This is why you don’t hold a Cabinet meeting more than 6,000 miles from the state Capitol and expect the public to participate via a video feed.
Technical glitches began about a minute into the ostensibly ceremonial meeting of Gov. Ron DeSantis and the three Cabinet members, when a phone connection with the new U.S. embassy in Jerusalem cut out during the invocation offered inside the Capitol’s Cabinet chamber.
“Uh, we’ve lost the conference line, so we’re reconnecting,” a DeSantis aide interrupted. The gentleman never did get to finish his prayer.
The hearing, billed as historic by the governor’s office, was intended to cement ties between Florida and Israel, and to collect information about water resources and resiliency against terrorism and natural disaster. Everyday Floridians would participate via a Florida Channel video feed, aides promised.
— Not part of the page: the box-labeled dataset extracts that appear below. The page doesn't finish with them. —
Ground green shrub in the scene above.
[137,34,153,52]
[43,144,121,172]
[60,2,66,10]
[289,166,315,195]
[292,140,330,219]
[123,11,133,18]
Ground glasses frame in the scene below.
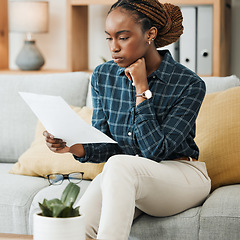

That sounded illegal to the Florida First Amendment Foundation, which with four news organizations went to the Leon County Circuit Court on Tuesday seeking an injunction to block the hearing. Judge Angela Dempsey refused on ground that DeSantis and the Cabinet members couldn’t be served notice of the lawsuit – because they were more than 6,000 miles away in Israel. She rejected a plea to reconsider on Wednesday morning.
The hearing was incidental to a 98-member trade mission that state officials said aimed to establish connections between Israeli and Floridian businesses, trade organizations, and colleges and universities. Also on Wednesday, DeSantis held a ceremonial signing for legislation (HB 741) intended to crack down on antisemitism in Florida’s public schools and universities.
In practice, the video hookup didn’t work out well. Few, if any, members of the actual public showed up to watch the proceedings from the Cabinet room, where aides had arranged to forward questions to the officials in Jerusalem. The audience of about 20 appeared heavily tilted toward state officials, plus a half-dozen journalists. DeSantis Cabinet aide Beau Beaubien said at the meeting’s conclusion that no members of the public had asked any questions, but that people could do so during the next scheduled Cabinet meeting on Tuesday, June 4.
The perils of the remote government meeting were certainly evident inside the Cabinet room, as the governor’s people struggled to reestablish the connection, repeatedly punching in a conference code number that the networking system didn’t accept. “Sorry, I did not recognize that conference code. Please try again,” the system responded six times before the aides gave up.
DeSantis and the Cabinet members soldiered on through this, quietly audible via a Florida Channel feed on an audience member’s laptop.
Some six minutes in, DeSantis appeared on video screens inside the Cabinet chamber, sitting at a table covered by a white cloth, backdropped by a stone wall and a gnarled tree growing through an opening in the room’s roof.
Flanking him were Attorney General Ashley Moody and Chief Financial Officer Jimmy Patronis – although the camera soon swung stage right, to include Commissioner of Agriculture and Consumer Services Nikki Fried, the only Democrat and Jewish member of the Cabinet.
DeSantis’ initial comments were inaudible inside the Cabinet room, although the sound soon picked up. At times, the sound didn’t track with the video feed. (The Florida Channel’s archived video is of better quality.)
The governor and Cabinet OK’d a resolution that DeSantis said recognized the “special relationship” between Florida and Israel, which he called a “very tiny but a very important outpost of freedom” within the Middle East.
At one point, DeSantis appeared to endorse Israel’s policy of planting settlements in Palestinian territories in the West Bank and annexing the Golan Heights. The governor has scheduled a meeting with expansionist Prime Minister Benjamin Netanyahu on Thursday – presuming Netanyahu manages to form a governing coalition and doesn’t have to call new elections.
“When we were in Tel Aviv, you look east and you see hills. There’s a lot of people who say that should be given away – which would basically make Israel very vulnerable,” DeSantis said. He pointed to threats from Hamas, Hezbollah, ISIS, Syrian President Bashar al-Assad, Islamic Jihad, and Iran. “Everyone I’ve listed wants to wipe Israel off the map,” he said.
Fried saw the expedition as underscoring a promise she made to herself during her first visit to Israel 25 years earlier “to protect and defend the state of Israel,” she said. She praised its innovations, technology, and research, calling it “a beacon for … freedom.”
Moody extolled Israel’s commitment to democracy, only to be interrupted by the telephone conference system saying, “I’ll connect you to your conference now.”
“And they have excelled in technology,” she joked following the interruption.